Introduction: The accessory nerve is frequently affected by iatrogenic injury which may cause major disability due to a loss of function in the trapezius muscle (trap) and/or the sternocleidomastoid muscle (scm). Navigated transcranial magnetic stimulation (nTMS) may be a valuable tool to quantify aspects of cortical motor reorganization and support decision making for timing of reconstructive surgery in nerval injury. Our study aims to delineate the spatio-functional cortical representation of muscles innervated by the accessory nerve in healthy volunteers. Patients & Methods: nTMS was used to stimulate the motor cortex on both hemispheres in four healthy volunteers to determine the spatio-functional cortical representation of the scm, trap, deltoid, biceps, first dorsalis interosseus (fdi) and zygomatic major (zm) muscles. In detail, the centre of gravity (CoG), the resting motor threshold (RMT), motor area (area), the recruitment curve (RC) and the cortical silent period (CSP) were examined. Statistical analysis was performed with GraphPad Prism using the nonparametric Mann Whithney U test. Results: The CoG of the scm was located between the CoG of the face (zm) and the CoG of the hand (fdi).

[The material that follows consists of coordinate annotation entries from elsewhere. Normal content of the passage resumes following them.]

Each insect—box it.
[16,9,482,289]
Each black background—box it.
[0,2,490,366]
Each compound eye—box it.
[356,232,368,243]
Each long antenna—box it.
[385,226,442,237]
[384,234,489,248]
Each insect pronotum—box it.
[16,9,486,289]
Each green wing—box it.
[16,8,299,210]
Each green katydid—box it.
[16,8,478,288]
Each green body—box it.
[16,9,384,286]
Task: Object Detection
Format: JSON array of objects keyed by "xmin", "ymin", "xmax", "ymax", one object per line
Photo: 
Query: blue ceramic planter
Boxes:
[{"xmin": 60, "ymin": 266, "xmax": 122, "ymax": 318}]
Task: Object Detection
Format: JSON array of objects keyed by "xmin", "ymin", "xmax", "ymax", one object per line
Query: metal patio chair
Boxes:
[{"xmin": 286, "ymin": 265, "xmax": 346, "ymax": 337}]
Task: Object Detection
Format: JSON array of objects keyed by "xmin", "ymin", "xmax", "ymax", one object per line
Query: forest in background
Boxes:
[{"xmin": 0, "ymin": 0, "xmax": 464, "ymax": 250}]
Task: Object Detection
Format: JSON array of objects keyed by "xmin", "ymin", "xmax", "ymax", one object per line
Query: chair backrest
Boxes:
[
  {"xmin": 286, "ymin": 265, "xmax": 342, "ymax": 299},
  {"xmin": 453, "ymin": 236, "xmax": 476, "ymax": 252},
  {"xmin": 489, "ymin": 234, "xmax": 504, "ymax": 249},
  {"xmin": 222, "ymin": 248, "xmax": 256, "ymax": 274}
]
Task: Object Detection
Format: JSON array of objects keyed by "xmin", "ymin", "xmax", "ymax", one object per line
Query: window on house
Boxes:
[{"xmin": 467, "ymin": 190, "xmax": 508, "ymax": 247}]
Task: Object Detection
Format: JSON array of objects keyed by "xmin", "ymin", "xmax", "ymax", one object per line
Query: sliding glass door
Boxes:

The CoG of the trap was located superiorly to the CoG of the hand. Distances to the lateral sulcus differed significantly (scm: 23 mm, trap: 42 mm, p=0.03). The scm had a larger cortical representation area than the trap (median: 928 vs. 431 mm 2 for the right hemisphere (rh) and 522 vs. 171 mm 2 for the left hemisphere (lh); p = 0.03 and p = 0.03, respectively). The RMT (in V/m) of the scm and trap were 108 and 96 in the rh and 101 and 92 in the lh. Conclusion: This pilot-study describes the detailed spatio-functional representation of the trap and scm within the precentral gyrus according to the homuncular organization of the motor cortex. The scm has a larger cortical representation area than the trap. Our data shows feasibility of the technique and may serve as a baseline for future studies on patients with accessory nerve injury.